Why I joined: “I wanted to stand up, protest and change things”

Protesting against Trump, photo Paul Mattsson

Protesting against Trump, photo Paul Mattsson   (Click to enlarge: opens in new window)

Catherine MacLennan, Leeds Socialist Party

It was Donald Trump who, indirectly, prompted me to join the Socialist Party. I went on an anti-Trump demo in Leeds earlier this year.

It was great to see so many people who were willing to get out and protest against racism and bigotry. All ages, genders, ethnicities and sexual orientations were there that day – strangers chatting to strangers, posing for photographs, united in a common cause. At the demo I bought the Socialist paper.

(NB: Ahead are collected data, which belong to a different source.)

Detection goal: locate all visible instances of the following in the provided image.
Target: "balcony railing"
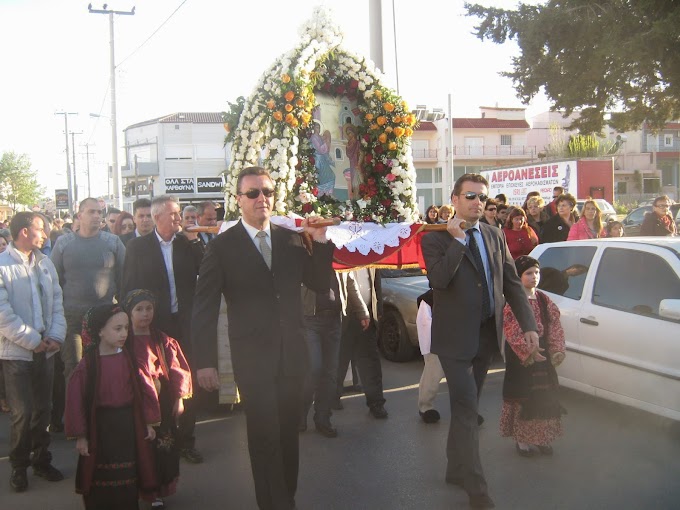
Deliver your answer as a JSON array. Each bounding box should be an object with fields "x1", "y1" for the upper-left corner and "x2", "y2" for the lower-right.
[
  {"x1": 411, "y1": 148, "x2": 438, "y2": 160},
  {"x1": 452, "y1": 145, "x2": 537, "y2": 157}
]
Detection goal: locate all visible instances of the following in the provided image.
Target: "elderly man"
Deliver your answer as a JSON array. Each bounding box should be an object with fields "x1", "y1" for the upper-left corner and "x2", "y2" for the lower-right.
[
  {"x1": 122, "y1": 194, "x2": 205, "y2": 463},
  {"x1": 192, "y1": 167, "x2": 334, "y2": 510},
  {"x1": 640, "y1": 195, "x2": 677, "y2": 236},
  {"x1": 120, "y1": 198, "x2": 154, "y2": 246},
  {"x1": 0, "y1": 212, "x2": 66, "y2": 492}
]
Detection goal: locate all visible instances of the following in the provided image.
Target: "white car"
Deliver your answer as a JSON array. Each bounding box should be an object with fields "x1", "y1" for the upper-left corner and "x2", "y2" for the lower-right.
[{"x1": 530, "y1": 238, "x2": 680, "y2": 421}]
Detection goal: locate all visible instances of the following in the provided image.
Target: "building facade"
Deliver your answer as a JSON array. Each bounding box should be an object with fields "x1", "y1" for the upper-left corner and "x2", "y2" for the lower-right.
[{"x1": 122, "y1": 112, "x2": 228, "y2": 211}]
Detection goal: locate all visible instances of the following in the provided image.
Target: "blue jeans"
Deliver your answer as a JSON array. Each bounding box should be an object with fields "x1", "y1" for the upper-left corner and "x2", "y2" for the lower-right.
[
  {"x1": 301, "y1": 312, "x2": 341, "y2": 423},
  {"x1": 2, "y1": 353, "x2": 55, "y2": 469}
]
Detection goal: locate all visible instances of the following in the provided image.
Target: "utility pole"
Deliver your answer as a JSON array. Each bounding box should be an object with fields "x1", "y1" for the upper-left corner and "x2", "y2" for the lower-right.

Buoyed up by this, I went on the NHS demonstration in London on 4 March and listened to speeches and marched with placards (and a balloon!) surrounded by those who worked in the NHS, had reason to be grateful to the NHS or, in a few cases, remembered the birth of the NHS and wanted to save what they’d loved and believed in for so long.

I bought a copy of the Socialist again, read it, thought about it. Then I realised that I wanted to be one of those people who stands up and protests about what is unfair, works to change things for the better and meets those who I can learn from and exchange ideas with.

The best way to do this, I felt, was to join the Socialist Party.